A “LAST chance” for newspaper publishers “to sort themselves out” has been delivered by a report from a group of MPs, according to The Scotsman editor, John McLellan.
Says McLellan – in his regular, Friday ‘Editor’s notebook‘ – of the deliberations by Westminister’s Joint Committee on Privacy and Injunctions: “The report is a very strong shot across publishers’ bows.”
The MPs’ conclusions have been unveiled ahead of recommendations from the ongoing Leveson Inquiry into press standards and expected reform of the Press Complaints Commission by its chair, Lord Hunt.

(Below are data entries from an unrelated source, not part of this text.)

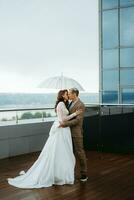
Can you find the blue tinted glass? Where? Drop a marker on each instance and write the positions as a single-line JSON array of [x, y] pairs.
[[127, 26], [110, 80], [110, 58], [127, 57], [110, 29], [126, 2], [127, 77], [128, 95], [106, 4], [110, 97]]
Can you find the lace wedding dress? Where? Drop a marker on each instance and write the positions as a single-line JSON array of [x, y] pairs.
[[55, 165]]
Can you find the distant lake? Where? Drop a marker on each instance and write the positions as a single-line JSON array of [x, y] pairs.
[[35, 100]]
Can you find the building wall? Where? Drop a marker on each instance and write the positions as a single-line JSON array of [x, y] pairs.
[[116, 51]]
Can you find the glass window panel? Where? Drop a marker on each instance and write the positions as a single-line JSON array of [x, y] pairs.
[[127, 26], [109, 4], [127, 57], [127, 77], [110, 97], [128, 95], [110, 29], [110, 80], [110, 58], [126, 2]]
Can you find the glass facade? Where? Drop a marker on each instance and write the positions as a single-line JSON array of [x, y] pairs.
[[117, 51]]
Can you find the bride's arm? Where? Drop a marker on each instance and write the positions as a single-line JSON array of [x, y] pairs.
[[61, 113]]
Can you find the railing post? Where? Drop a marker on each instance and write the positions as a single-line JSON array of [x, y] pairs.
[[16, 117]]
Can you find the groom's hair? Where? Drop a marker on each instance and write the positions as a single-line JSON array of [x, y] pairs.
[[74, 91]]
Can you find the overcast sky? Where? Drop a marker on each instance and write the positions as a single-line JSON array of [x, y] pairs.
[[45, 38]]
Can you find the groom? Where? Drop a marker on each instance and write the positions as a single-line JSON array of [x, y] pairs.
[[76, 130]]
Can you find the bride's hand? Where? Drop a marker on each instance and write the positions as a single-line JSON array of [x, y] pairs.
[[78, 112]]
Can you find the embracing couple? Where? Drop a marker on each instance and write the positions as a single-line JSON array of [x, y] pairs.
[[56, 162]]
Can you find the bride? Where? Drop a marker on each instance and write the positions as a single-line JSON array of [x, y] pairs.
[[55, 164]]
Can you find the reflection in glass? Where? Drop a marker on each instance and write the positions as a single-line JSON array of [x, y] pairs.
[[106, 4], [110, 97], [126, 2], [127, 57], [110, 80], [127, 77], [127, 26], [110, 58], [128, 95], [110, 29]]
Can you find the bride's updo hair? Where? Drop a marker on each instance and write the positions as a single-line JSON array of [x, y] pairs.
[[60, 98]]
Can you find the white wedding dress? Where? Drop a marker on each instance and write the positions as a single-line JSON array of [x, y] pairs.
[[55, 164]]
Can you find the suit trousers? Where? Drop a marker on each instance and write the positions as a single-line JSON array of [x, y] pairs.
[[80, 153]]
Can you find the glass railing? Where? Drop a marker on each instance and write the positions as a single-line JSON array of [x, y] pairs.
[[30, 115]]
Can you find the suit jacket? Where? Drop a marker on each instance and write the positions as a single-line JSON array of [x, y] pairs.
[[77, 122]]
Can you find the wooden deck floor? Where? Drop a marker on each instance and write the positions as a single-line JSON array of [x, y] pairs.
[[111, 177]]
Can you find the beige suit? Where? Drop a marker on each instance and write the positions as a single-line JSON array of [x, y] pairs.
[[77, 134]]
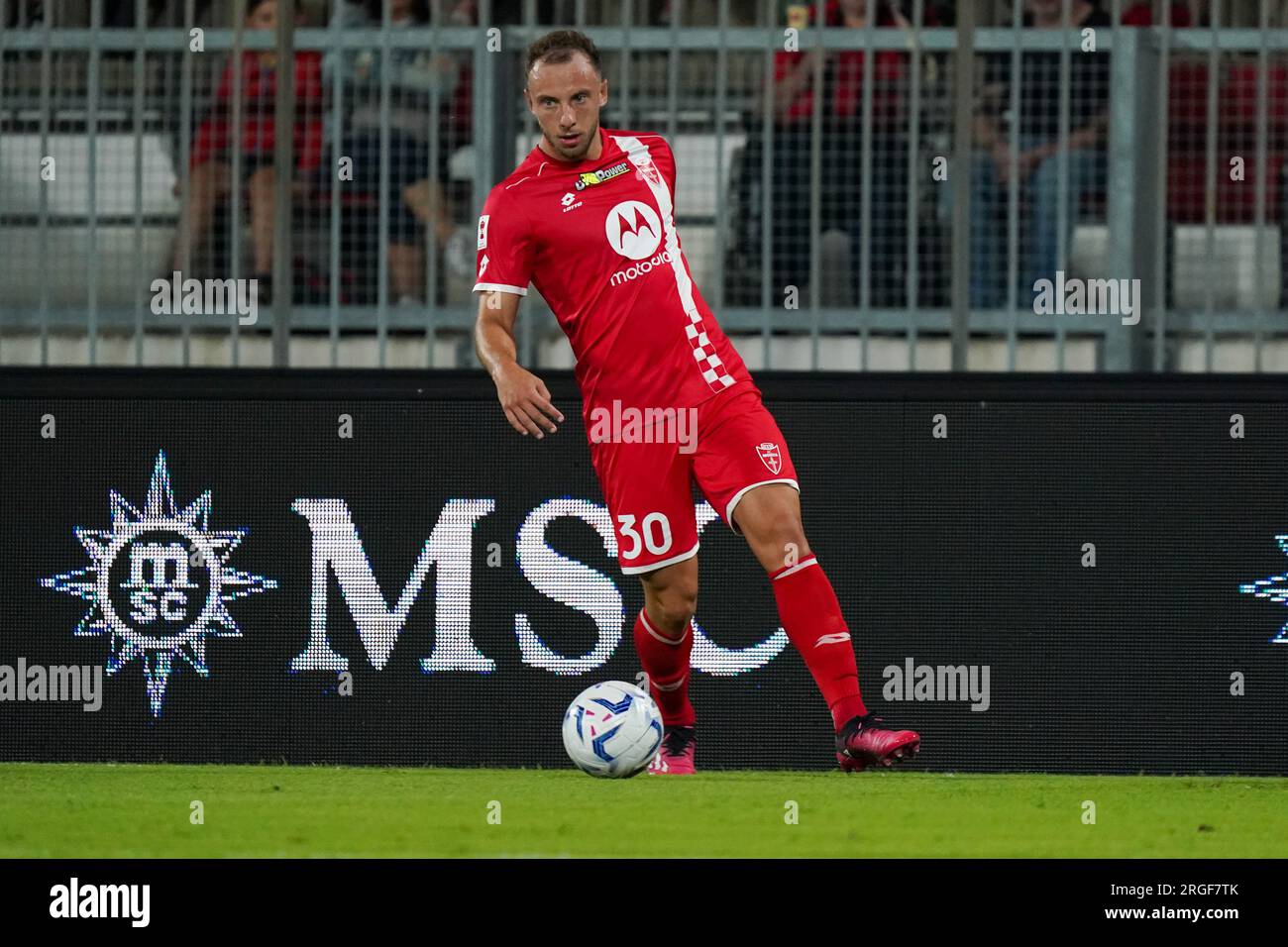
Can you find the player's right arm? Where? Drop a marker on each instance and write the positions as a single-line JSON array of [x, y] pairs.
[[523, 395], [505, 263]]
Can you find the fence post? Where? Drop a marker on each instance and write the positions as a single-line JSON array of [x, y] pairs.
[[283, 162], [1134, 193]]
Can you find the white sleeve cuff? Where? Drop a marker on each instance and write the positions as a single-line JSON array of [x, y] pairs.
[[500, 287]]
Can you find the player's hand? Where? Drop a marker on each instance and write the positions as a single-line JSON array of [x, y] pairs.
[[526, 402]]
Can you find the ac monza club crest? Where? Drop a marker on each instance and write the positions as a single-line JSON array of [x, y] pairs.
[[771, 457], [651, 174]]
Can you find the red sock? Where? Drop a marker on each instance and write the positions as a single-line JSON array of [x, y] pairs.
[[812, 621], [666, 661]]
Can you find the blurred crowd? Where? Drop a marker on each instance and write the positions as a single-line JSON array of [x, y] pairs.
[[1050, 158]]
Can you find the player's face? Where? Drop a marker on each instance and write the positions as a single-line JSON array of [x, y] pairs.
[[263, 17], [566, 98]]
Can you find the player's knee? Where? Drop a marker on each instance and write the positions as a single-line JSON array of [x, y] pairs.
[[678, 607], [776, 527]]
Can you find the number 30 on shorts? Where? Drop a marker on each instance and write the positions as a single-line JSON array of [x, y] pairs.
[[655, 534]]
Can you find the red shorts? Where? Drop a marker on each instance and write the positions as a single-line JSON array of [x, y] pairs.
[[737, 446]]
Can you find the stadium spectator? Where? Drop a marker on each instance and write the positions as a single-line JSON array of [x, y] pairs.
[[209, 166], [1038, 159], [1142, 14], [415, 193], [842, 145]]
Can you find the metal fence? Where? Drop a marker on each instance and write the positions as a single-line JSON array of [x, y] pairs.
[[850, 195]]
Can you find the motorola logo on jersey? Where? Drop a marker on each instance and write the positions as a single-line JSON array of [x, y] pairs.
[[634, 230]]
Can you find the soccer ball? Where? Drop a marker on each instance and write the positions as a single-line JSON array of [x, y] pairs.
[[612, 729]]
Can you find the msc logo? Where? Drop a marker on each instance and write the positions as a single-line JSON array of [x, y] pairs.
[[160, 583], [634, 230]]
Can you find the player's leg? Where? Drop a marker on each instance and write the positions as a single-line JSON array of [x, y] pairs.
[[651, 502], [664, 639], [746, 472], [769, 517]]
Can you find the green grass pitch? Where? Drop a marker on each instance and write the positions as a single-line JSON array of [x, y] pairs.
[[75, 810]]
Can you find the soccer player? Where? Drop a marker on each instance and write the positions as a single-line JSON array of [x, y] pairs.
[[589, 218]]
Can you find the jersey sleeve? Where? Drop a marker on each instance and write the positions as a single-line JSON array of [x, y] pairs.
[[505, 248]]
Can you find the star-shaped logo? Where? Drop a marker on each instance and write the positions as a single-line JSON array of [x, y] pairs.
[[159, 583], [1274, 589]]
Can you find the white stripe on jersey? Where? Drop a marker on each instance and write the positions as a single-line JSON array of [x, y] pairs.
[[703, 352]]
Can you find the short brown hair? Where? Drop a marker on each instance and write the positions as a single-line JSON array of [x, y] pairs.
[[558, 47]]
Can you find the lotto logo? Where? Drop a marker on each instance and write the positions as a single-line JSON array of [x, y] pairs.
[[769, 457]]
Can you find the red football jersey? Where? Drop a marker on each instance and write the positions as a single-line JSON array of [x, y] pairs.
[[597, 240]]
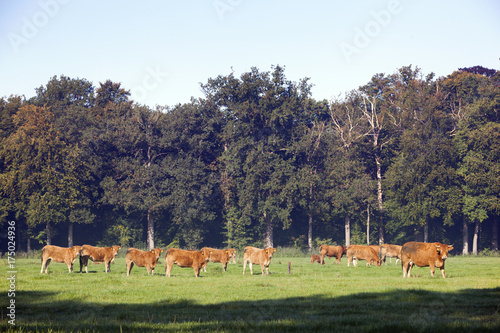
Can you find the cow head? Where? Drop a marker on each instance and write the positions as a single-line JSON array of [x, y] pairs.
[[76, 249], [442, 250], [270, 251], [115, 249], [205, 254]]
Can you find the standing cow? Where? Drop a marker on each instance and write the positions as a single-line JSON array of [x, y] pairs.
[[257, 256], [98, 254], [362, 252], [391, 251], [185, 258], [65, 255], [147, 259], [232, 254], [332, 251], [423, 255], [215, 255]]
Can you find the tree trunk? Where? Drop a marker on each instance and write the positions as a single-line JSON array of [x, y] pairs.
[[494, 234], [465, 237], [474, 242], [368, 225], [47, 231], [70, 234], [380, 203], [269, 231], [309, 233], [347, 230], [151, 233]]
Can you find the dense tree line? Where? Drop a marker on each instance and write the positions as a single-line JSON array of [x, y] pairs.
[[256, 161]]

Writes McLellan: “Stopping short of recommending new laws for statutory regulation, or tossing newspapers to media regulator Ofcom, the committee has given publishers a last chance to sort themselves out, but with the proviso that a new regulator reports annually to a standing committee of MPs and Lords to explain its actions and decisions.”
He notes how valuable subterfuge by the Press can be to expose a story in the public interest, as in that undertaken by the Sunday Times to expose, at the weekend, ‘dinners with the Prime Minister in return for donations to the Tory party’.
He later writes about the committee’s consideration of policing the internet. “What is more contentious in the JCPI report are proposals to force internet and social network providers to take more responsibility for upholding injunctions,” he writes.